Hard and soft options
Funding for science or arts? It shouldn't be either/or, argues Malcolm Gillies
By the end of this year, the UK national debt may surpass £1 trillion. The unprecedented concentration on such dire economic news in the past few years has spawned an epidemic of economic jargon in everyday speech. Suddenly, weird phrases appear on the street, drawn from the worlds of hedge funds, investment banks and international taxation agreements. They take on lives of their own. It seems that many things now can be "collateralised", not just "debt obligations". And whose body these days is anything less than "sub-prime"?

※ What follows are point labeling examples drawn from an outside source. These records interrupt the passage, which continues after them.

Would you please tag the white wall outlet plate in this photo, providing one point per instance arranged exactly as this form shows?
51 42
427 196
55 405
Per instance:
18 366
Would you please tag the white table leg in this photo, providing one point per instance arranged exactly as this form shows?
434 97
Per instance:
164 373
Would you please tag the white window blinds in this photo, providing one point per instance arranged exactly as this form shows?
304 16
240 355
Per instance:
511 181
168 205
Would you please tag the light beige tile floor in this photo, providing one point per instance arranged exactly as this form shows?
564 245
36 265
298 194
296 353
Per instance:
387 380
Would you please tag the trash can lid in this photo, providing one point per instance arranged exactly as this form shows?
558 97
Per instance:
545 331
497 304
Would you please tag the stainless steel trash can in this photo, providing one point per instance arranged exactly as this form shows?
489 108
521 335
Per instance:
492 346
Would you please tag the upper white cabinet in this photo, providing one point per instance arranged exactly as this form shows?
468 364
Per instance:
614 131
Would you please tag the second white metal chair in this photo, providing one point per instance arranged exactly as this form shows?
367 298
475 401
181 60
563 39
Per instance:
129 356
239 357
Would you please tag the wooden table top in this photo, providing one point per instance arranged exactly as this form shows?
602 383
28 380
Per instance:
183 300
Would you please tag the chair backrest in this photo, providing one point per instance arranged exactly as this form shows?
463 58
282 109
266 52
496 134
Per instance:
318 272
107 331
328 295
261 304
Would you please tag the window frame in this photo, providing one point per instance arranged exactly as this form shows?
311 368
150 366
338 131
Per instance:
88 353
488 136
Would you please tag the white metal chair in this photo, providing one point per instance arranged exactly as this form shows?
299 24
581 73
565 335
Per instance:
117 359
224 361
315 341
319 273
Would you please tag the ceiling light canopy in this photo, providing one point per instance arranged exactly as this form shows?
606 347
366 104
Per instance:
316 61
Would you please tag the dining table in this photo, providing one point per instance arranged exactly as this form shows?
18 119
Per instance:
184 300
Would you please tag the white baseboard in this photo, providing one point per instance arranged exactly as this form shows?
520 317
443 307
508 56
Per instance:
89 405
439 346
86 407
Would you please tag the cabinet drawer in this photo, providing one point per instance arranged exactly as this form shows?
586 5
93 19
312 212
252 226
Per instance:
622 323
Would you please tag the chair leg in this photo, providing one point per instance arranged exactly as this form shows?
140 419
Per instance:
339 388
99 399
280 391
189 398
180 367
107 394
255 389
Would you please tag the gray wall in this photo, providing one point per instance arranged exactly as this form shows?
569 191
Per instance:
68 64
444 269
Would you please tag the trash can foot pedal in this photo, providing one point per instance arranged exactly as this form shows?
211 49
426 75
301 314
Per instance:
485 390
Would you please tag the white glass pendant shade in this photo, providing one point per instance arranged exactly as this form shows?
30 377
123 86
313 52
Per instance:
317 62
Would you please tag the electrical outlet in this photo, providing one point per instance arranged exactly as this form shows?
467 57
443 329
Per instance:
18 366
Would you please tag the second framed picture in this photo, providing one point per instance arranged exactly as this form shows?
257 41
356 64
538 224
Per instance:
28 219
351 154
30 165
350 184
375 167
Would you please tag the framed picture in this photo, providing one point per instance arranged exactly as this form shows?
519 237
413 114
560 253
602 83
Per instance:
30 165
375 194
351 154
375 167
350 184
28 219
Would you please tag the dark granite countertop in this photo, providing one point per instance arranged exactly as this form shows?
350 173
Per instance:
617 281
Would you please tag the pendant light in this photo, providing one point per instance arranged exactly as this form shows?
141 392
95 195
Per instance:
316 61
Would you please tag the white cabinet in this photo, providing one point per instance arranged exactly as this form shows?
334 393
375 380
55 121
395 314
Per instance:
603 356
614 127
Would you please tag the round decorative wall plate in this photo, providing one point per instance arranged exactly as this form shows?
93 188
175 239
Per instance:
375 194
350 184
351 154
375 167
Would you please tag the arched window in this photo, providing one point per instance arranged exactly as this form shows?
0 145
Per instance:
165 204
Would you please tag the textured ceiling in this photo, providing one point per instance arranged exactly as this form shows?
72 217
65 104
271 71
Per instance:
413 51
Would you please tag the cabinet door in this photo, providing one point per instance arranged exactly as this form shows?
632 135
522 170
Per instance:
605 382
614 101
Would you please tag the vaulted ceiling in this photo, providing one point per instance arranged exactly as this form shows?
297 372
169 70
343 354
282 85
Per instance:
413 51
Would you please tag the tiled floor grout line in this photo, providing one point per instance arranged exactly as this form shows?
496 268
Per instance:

A recent headline suggested that the Conservatives were going to "ring-fence" dementia. As far as I can remember, the report actually talked about the desire of (then) Shadow minister Stephen O'Brien to preserve NHS spending on dementia care. But it alerted me to the fact that I did not actually know what a ring fence was - just as three years ago, I was ignorant of CDOs (collateralised debt obligations).
Somehow I had imagined that ring-fencing was about bull fighting or sheep farming, but the top hit on the web told me that it was a "protection-based transfer of assets from one destination to another, usually through the use of offshore accounting" (www. investopedia.com). And before you could blink, the article was off into tax evasion. This was a bit disturbing, as I know some really quite nice people who are wholeheartedly into ring-fencing.

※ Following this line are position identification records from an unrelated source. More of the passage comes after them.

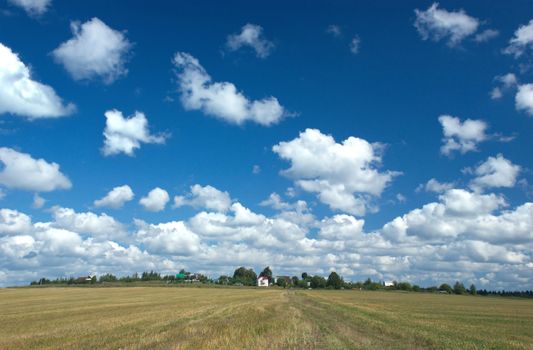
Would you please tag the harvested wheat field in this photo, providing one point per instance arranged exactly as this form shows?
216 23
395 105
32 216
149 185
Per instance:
234 318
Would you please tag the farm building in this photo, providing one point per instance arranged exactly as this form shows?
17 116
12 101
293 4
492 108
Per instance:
262 281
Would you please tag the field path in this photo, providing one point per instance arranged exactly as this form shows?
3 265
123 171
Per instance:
251 318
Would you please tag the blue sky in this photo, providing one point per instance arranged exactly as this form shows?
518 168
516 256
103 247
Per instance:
392 141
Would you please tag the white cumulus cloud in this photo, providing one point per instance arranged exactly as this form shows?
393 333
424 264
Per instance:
461 136
21 171
524 98
156 200
95 51
116 197
221 100
33 7
521 41
438 24
23 96
344 174
125 135
251 35
495 172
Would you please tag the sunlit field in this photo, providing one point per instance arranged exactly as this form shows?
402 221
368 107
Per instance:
225 318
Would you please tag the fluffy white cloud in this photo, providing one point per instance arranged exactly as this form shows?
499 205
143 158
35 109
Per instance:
23 96
125 135
156 200
434 185
341 227
521 41
438 24
355 44
23 172
486 35
116 197
33 7
461 136
495 172
463 215
95 51
274 201
524 98
465 236
251 35
207 197
343 174
221 100
172 238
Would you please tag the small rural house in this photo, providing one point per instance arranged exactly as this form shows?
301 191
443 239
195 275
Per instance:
262 281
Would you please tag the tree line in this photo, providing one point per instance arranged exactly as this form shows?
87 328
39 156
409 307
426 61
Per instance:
243 276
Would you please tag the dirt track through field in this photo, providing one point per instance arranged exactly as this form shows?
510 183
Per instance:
220 318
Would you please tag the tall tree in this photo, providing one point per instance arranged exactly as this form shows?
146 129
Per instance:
334 280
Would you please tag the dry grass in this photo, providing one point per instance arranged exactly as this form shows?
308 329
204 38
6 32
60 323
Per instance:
205 318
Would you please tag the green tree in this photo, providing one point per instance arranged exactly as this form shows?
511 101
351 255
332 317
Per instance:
282 282
473 289
267 272
459 288
245 276
318 282
108 278
224 280
446 288
295 281
404 286
334 280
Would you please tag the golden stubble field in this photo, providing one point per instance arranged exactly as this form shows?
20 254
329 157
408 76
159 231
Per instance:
249 318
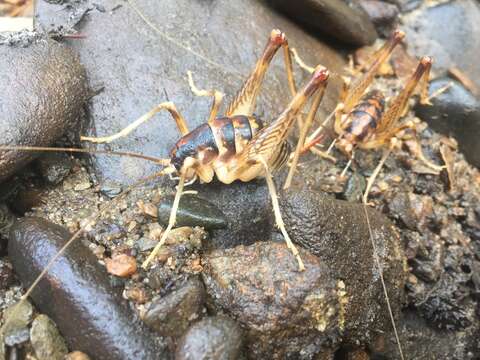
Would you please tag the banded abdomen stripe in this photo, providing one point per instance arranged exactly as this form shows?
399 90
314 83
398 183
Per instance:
222 139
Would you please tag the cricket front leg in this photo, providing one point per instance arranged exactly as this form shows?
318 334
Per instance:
399 104
169 106
217 96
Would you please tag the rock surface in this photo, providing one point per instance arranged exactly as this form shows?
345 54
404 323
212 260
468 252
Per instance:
347 22
448 32
336 231
77 294
172 314
138 68
213 338
44 91
455 112
192 211
285 313
46 340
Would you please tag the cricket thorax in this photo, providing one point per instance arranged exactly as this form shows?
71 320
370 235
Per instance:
364 118
221 139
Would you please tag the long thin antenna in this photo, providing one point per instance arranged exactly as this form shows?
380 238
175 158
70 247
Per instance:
92 219
163 162
380 271
180 45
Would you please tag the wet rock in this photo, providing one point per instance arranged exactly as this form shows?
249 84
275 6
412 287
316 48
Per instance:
77 294
380 13
420 341
154 70
413 210
6 221
429 258
448 32
46 340
17 319
285 312
77 355
54 167
247 209
336 231
348 23
444 312
192 211
213 338
45 89
6 275
354 187
455 112
172 314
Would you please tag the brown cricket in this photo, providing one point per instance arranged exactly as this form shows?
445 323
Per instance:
363 121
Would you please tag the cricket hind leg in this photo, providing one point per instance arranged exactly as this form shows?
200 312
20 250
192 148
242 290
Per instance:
217 96
375 173
303 135
278 215
244 102
169 106
358 87
171 221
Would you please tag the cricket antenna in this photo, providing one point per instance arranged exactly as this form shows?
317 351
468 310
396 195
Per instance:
159 161
382 280
90 222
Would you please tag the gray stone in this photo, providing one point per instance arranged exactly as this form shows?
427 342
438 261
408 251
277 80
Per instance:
172 314
17 319
138 68
44 91
192 211
455 112
286 313
336 231
347 22
77 294
47 342
213 338
449 32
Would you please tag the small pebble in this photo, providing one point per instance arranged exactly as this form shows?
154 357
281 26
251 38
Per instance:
82 186
172 314
46 340
192 211
17 318
121 265
214 338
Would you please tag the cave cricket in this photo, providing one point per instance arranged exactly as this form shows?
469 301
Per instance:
260 155
233 147
362 121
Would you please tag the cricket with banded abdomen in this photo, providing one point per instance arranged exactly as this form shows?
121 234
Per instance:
233 147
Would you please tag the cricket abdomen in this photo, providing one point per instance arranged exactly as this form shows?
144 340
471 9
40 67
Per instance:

They want to ring-fence defence spending, or foreign aid, or health expenditure, or schools, or pension entitlements, or research, or all of the above. "Annually managed expenditure" (last week's addition to everyman's popular phrase book of public expenditure) may be "effectively ring-fenced", while we now have the ungentlemanly counter-sport of "unring-fencing".

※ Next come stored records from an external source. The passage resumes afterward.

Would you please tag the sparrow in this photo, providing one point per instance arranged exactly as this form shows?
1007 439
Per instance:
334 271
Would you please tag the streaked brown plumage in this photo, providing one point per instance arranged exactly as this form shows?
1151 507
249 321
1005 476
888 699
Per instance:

We all now await 22 June when the new government promises an austerity budget that will attempt to rein in at least £6 billion of expenditure. In higher education, we also await the determination of Lord Browne's review into higher education funding.
So, what will be ring-fenced? What will be left to graze unprotected on what is left of the commons? And what risks being "defunded" altogether?
There seem to be three current debates about ring-fencing and their arguments often go like this.
Research funding from government needs to be ring-fenced to preserve renowned British excellence. In tough times, we protect quality. Unlike education - this argument proceeds - where there is still opportunity to shift more costs to the student-consumer (hence, Lord Browne), there is apparently little opportunity to shift research costs to industry.
A second battalion of ring-fencers wants to throw a protective cordon around the full-time domestic undergraduate, normally studying for the three-year honours degree. This is the gold standard of British higher education, seen at its best in the specialised study of the Oxbridge full-timer. In tough times, its quality and international uniqueness demand protection. Under this scenario, long-suffering part-time students and postgraduate taught students may just have to suffer a bit more.
An existing, and strengthening, argument says that in tough times student choice or research quality assessments do not necessarily work in the national interest. A more directed approach is needed. STEM - science, technology, engineering and mathematics - needs to be ring-fenced because it creates the wealth and new productive capacity that our ailing economy desperately needs. And who is left to graze outside the fence? The humanities, arts and social sciences (HASS), where a majority of students study and staff work.
Each of these ring-fencing scenarios has big dangers, but unless all of higher education can be ring-fenced (which seems unlikely) something has to give.
To my mind, the weakest argument of all comes from those who want to ring-fence STEM. In fact, there is more assumption and assertion than worthy argument here. This stance does not pass the quality test (used to support the first two scenarios) by national or international comparisons. And this argument often fails the employability test of the real world, despite industry's frequent call to double the percentage of STEM graduates.
Most curious of all is a belief that knowledge can be effectively repackaged back into yesteryear's boxes. STEM, it seems, has rigour, relevance and "answers", while HASS is all unstructured chat and opinion. In short, STEM is somehow "hard", while HASS is "soft".
Rubbish. There is nothing soft about understanding the human condition. It remains our most enduring mystery.
I was pleased to join half a dozen other vice-chancellors recently in arguing for the unring-fencing of STEM ("Don't ditch arts funding in favour of science. It's vital to our society", The Observer, 28 February 2010). Interestingly, this group was not arguing for the "counter" ring-fencing of HASS, but rather a more balanced playing field. We said: "People's complexity comes from their language, identities, histories, faiths and cultures. Without understanding that complexity, we cannot address the challenges" that face our nation and world.
What's more, these HASS subjects are vital to the creative economy, where Britain is still a stand-out winner.
Malcolm Gillies is vice-chancellor, London Metropolitan University.